Сказав это, Симеон Браун позвал подручного из соседней комнаты и, поручив ему своего клиента, направился в город в безмятежном расположении духа, как человек, который только что спокойно исполнил свой долг.

Как раз когда он вышел на улицу, где располагался его собственный большой и несколько претенциозный особняк, в поле зрения показалась высокая фигура Доктора, величественно плывущая ему навстречу и подающая знак, чтобы привлечь его внимание.

— Доброе утро, Доктор, — сказал Симеон.

— Доброе утро, мистер Браун, — сказал Доктор. — Я искал вас. Я не совсем закончил тему, о которой мы говорили вчера вечером за столом у миссис Скаддер. Я подумал, что хотел бы немного продолжить.

— От всей души, Доктор, — сказал Симеон, польщенный не на шутку. — Заходите прямо сюда. Миссис Браун будет занята по хозяйству, и у нас будет гостиная в полном распоряжении. Проходите.

«Гостиная» в доме мистера Симеона Брауна была промежуточным помещением между невыразимым великолепием парадной гостиной и этим двором язычников — кухней; ведь наличие большого штата негров-слуг делало последнюю совсем иным заведением, нежели тронный зал миссис Кэти Скаддер.

Эта гостиная была комнатой с низким потолком, отделанной тяжелыми дубовыми балками, которые оставались на виду, были обшиты досками и выкрашены. Два окна выходили на улицу, а еще одно — в своего рода внутренний двор, где три черные девки, каждая с метлой, делали вид, что подметают, а на самом деле болтали и смеялись, как вороны.

На одной стороне комнаты стоял тяжелый буфет из красного дерева, уставленный графинами с надписями «Джин», «Бренди», «Ром» и т. д., — ибо Симеон слыл человеком, который в своем хозяйстве предоставляет только лучшее. Тяжелые стулья из красного дерева с обивкой из шерстяной ткани стояли в комнате на страже, а камин был окружен двумя широкими креслами, обитыми тисненой кожей.

Проводя Доктора в эту комнату, Симеон любезно подвел его к буфету.

— Мы не должны делать наши дискуссии слишком сухими, Доктор, — сказал он. — Что будете пить?

— Благодарю вас, сэр, — сказал Доктор, взмахнув рукой, — сегодня утром ничего.

И, положив свою треуголку на стул, он устроился в одном из кожаных кресел и, опустив руки на колени, уставился прямо перед собой, как человек, который обдумывает, как приступить к внутренне захватывающей теме.

— Ну что ж, Доктор, — сказал Симеон, садясь напротив и с удовольствием потягивая ром с водой, — наши взгляды, похоже, наделали шума в мире.

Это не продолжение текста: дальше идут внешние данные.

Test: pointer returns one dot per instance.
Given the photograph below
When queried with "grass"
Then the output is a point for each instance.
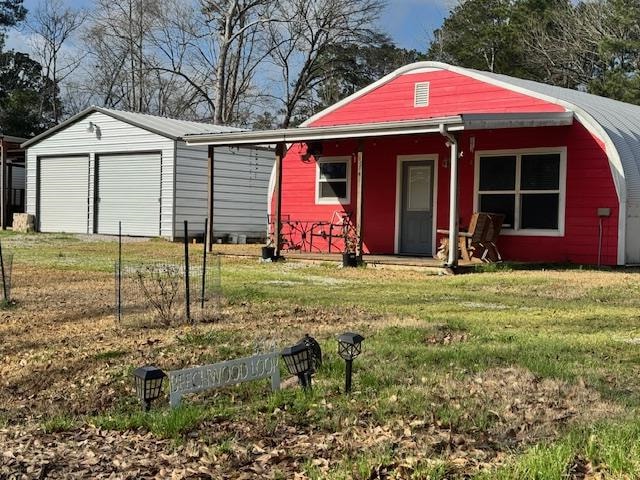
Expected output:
(433, 345)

Все готовится к выходу ваших томов; и когда они появятся, битву за «Новое богословие», я думаю, можно будет по праву считать выигранной.

Подумаем о том, что, хотя женщина может забыть своего первенца, человек не может забыть свою собственную систему богословия — потому что в ней, если он истинный человек, заключен самый эликсир и сущность всего, что ценно и обнадеживающе для вселенной; и, учитывая это, давайте оценим твердую решимость нашего друга, которого даже эта заманчивая приманка не свернула с намеченной цели.

— Мистер Браун, — сказал он, — все наше богословие — лишь капля в океане величия Божьего, ради славы Которого мы должны быть готовы принести любую жертву.

— Разумеется, — сказал мистер Браун, не совсем понимая, в какую сторону поворачивают мысли Доктора.

— А слава Божья заключается в счастье всей Его разумной вселенной, каждого в своей мере, согласно его отдельной степени бытия; так что, когда мы посвящаем себя славе Божьей, это равносильно тому, что мы посвящаем себя высшему счастью Его сотворенной вселенной.

— Это ясно, сэр, — сказал Симеон, потирая руки и доставая часы, чтобы посмотреть время.

Доктор до сих пор говорил с трудом, как человек, который медленно поднимает тяжелое ведро мысли из внутреннего колодца.

— Я рад, что ваш ум так ясен в этом важнейшем пункте, мистер Браун, — тем более что я чувствую, что мы должны немедленно приступить к применению наших принципов, какой бы ценой земных благ это ни обошлось; и я верю, сэр, что вы — тот, кто по зову своего Господина не колеблясь отдал бы даже все свое земное имущество ради величайшего блага вселенной.

— Надеюсь, что так, сэр, — сказал Симеон довольно беспокойно, не имея ни малейшего представления о том, что еще может прийти в голову его преподобному другу.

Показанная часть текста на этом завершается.